Multi-Scale Urban Communities
As part of the ACS, the US Census surveys about 3.5 million households each year with the question "At what location did this person work last week?" It compiles the responses into a dataset of commuting flows which gives the approximate number of workers who commute between any two census tracts (which are regions containing about 4,000 people).
These commuting flows can be interpreted as a network, with each vertex representing a census tract, and a directed edge from the home to the workplace of each commuter. The idea here is to apply standard community finding algorithms to the commuting network. This has been done before in various forms, but here I use a different dataset, and I apply the community finding algorithm repeatedly to generate a hierarchical clustering, showing everything from small town units to megaregions.
Hierarchical Clustering of the Commuter Network
I applied a modularity-based clustering algorithm to find a set of communities \(coms\) in the commuter network. In order to find sub-communities, I applied the clustering algorithm to each of the resulting communities. Let's call this operation \(refine(coms)\). In order to find super-communities (megaregions), I combined each of the communities into single units and applied the clustering algorithm to get the "communities of communities". Let's call this operation \(coarsen(coms)\).
There are many combinations of these operations that I could have generated. However, I found that these four layers of hierarchy were the most interesting:
- Megaregions: \(coarsen(coms)\)
- Broad urban areas: \(coms\)
- Cities: \(refine(coms)\)
- Sub-cities: \(refine(refine(coms))\)
These all all shown on the interactive map below. At the default zoom level, this shows the megaregions, but zooming in reveals the broad urban areas, the cities, and the sub-cities:
(I highly recommend pressing the button to make the map full screen and playing around.)
At this point it is important to note that the algorithm that generated these regions knows nothing about geography or political boundaries. It only knows about the number of commuters traveling between pairs of census tracts. The fact that the regions are mostly connected is purely emergent, as is any alignment with political boundaries.
Observations From the Map
At the megaregion level, regions like Northeast and Mid-Atlantic, the Southeast, etc. emerge. Most commutes are far smaller than any of these regions, so the fact that they align with our expectations is nontrivial.

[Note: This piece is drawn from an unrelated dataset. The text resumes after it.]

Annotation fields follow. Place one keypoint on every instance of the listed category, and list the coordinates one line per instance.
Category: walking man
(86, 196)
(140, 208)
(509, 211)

Zooming in, the next level in the hierarchy has regions for every major urban area:
It's interesting how compact these regions are, and how they follow a Voronoi-like pattern (specifically, it looks like a power diagram).
Focusing on Illinois as an example, Chicago is contained in a large urban region (as it should be), while the smaller cities of Central Illinois have their own region.
Zooming in further, the Central Illinois region breaks up into its constituent cities, while the Chicago suburbs split into western, southern, and Gary Indiana sections. Interestingly, the northern suburbs stay with the city itself.
Zooming in once more to the highest-resolution of communities that I computed, the southern and western neighborhoods of Chicago split off. Meanwhile, the northern neighborhoods stay more closely linked to downtown (as does Hyde Park which is home to the University of Chicago).
Though it is hard to say anything quantitative, these splits seem to generally correspond to what I would expect as a resident of Chicago.
Official political boundaries often have little correlation with the actual community divisions. For example, this map shows the seemingly arbitrary borders of the city of Boston, swooping in and out of neighborhoods in ways that are largely invisible on the ground:
However, there are a few instances where the communities in the commuting network seem to correspond to political boundaries in places where it might seem like there was little division.
For example, some of the state borders of Massachusetts, Connecticut, and New Jersey are visible in these commuting communities:
And New York breaks into its five boroughs:
There is lots more to see in that map, and I recommend exploring yourself. Also feel free to contact me to tell me whether this aligns with your expectations in regions you are familiar with.
Issues and Future Work
There are some issues with the map that I should point out, as well as some avenues for improvement.
One issue is that some communities seem to be "atomic", in the sense that they have no meaningful sub-communities. In these cases, the algorithm often breaks everything up into tons of meaningless sub-communities. This can be seen in Staten Island in the map above, as well as by zooming in too far on any small city.
Another more fundamental issue is that there is no way to control the size of communities that it finds. That is, I don't know if there is an intrinsic reason why the algorithm found communities of the size it did, and not bigger or smaller ones. I also don't know whether it would find radically bigger or smaller communities when given slightly different input data. I believe this issue can be solved with a different community finding algorithm, but I will save the results for a future post.